Déposé en mars 2011, l'initiative veut empêcher que, dans une même entreprise, un employé gagne moins en un an que son patron en un mois. Le gouvernement reconnaît que les excès observés ces dernières années en matière de très hauts salaires "peuvent engendrer des problèmes sur les plans social et économique".

Sans surprise, il ne veut cependant pas de cette initiative, qui ne "permettra pas d'atteindre le but visé". La mise en oeuvre entraînerait de nombreux problèmes juridiques et pratiques, ainsi que des coûts administratifs élevés.

Libre marché

Un tel empiètement dans la sphère de compétence des entreprises "diminuerait considérablement l'attrait de la place économique suisse". Accepter cette initiative reviendrait à envoyer un signal lourd de conséquences car elle s'accorde peu avec le principe de la liberté économique, estime le Conseil fédéral, qui s'est toujours opposé aussi aux revenus minimum.

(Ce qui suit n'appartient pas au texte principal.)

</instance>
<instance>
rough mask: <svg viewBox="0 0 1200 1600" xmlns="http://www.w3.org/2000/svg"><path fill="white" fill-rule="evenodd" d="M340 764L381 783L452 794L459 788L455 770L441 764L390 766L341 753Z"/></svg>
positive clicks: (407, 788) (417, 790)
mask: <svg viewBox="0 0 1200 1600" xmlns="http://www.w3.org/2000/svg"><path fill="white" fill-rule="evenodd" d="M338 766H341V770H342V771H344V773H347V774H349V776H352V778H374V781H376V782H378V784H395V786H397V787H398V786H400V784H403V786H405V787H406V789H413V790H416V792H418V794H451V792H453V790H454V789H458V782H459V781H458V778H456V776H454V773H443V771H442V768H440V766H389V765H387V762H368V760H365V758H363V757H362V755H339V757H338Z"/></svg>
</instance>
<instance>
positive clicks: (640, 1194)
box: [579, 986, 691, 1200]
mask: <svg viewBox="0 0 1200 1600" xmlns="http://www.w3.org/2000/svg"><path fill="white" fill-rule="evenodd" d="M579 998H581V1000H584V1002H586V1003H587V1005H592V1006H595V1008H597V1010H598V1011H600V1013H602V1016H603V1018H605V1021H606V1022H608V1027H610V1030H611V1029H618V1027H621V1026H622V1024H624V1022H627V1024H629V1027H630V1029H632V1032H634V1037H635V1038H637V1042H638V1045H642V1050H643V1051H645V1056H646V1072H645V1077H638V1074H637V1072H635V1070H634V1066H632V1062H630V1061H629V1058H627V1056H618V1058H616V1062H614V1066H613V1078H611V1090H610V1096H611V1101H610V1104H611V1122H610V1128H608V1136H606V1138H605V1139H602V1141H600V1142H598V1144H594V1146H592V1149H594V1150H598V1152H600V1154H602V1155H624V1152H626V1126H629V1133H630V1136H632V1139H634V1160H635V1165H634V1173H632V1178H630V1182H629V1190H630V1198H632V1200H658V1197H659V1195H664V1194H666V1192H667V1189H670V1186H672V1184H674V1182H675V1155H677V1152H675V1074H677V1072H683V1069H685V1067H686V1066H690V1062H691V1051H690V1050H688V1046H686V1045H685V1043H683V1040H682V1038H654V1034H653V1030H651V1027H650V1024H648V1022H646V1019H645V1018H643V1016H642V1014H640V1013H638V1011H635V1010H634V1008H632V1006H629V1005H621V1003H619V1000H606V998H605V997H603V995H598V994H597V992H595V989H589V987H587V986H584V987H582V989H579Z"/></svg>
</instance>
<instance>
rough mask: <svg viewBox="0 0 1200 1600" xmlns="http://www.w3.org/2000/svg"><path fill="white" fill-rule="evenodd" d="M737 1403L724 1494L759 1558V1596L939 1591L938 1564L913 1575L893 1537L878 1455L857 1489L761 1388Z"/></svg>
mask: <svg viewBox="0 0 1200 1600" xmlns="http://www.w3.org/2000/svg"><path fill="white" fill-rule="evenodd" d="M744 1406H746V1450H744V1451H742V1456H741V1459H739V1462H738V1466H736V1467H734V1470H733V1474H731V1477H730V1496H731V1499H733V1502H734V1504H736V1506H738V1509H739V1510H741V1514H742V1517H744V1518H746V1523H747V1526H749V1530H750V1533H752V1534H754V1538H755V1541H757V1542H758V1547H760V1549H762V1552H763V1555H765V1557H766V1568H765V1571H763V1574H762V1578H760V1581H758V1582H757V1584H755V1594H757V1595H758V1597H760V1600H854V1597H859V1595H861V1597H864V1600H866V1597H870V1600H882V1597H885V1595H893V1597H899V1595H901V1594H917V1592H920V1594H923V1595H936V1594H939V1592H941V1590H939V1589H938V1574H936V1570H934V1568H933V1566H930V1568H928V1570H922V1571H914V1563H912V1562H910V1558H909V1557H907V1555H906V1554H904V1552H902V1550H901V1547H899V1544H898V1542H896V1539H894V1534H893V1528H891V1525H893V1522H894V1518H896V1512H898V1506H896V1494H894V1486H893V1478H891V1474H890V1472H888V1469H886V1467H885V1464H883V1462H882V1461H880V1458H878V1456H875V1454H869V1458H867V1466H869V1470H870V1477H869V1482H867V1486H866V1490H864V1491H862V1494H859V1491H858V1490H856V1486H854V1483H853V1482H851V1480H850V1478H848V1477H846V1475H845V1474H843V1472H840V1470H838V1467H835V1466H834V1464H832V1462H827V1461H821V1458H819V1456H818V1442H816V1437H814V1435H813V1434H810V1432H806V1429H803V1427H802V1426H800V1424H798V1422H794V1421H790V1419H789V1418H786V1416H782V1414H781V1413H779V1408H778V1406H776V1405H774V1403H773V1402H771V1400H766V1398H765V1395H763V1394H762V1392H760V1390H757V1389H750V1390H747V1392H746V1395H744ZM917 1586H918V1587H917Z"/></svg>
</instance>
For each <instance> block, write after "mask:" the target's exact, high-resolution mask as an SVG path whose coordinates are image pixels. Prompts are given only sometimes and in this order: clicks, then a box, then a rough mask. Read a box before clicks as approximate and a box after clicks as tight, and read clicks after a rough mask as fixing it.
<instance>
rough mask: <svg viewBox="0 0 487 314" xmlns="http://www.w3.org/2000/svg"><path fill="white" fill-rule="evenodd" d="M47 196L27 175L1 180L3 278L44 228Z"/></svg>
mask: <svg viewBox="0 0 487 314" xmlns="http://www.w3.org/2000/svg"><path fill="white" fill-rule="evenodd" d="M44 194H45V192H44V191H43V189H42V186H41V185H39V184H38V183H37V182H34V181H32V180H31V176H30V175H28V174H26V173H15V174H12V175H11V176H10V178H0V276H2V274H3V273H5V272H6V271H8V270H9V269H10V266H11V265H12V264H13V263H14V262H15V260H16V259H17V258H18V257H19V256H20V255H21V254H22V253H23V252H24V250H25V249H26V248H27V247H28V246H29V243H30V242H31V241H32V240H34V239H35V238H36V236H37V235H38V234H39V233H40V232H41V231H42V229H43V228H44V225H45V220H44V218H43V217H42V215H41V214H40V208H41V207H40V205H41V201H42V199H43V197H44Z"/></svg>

Pour lui, la politique de formation des salaires en Suisse est fondée sur des principes éprouvés. La fixation des bas et moyens salaires relève du partenariat social et des conventions collectives de travail (CCT). Pour les sphères supérieures, la décision revient aux entreprises.

Améliorer le droit de la SA

L'Etat n'a pas à intervenir directement dans ce domaine, juge le gouvernement. Néanmoins, les orientations données en matière de gouvernance d'entreprise par le droit de la société anonyme et le droit comptable doivent être améliorées. En particulier celles qui s'appliquent aux SA cotées en bourse.

Aux yeux du Conseil fédéral, le contre-projet indirect à l'initiative populaire "contre les rémunérations abusives" pourrait permettre d'intervenir dans ce domaine.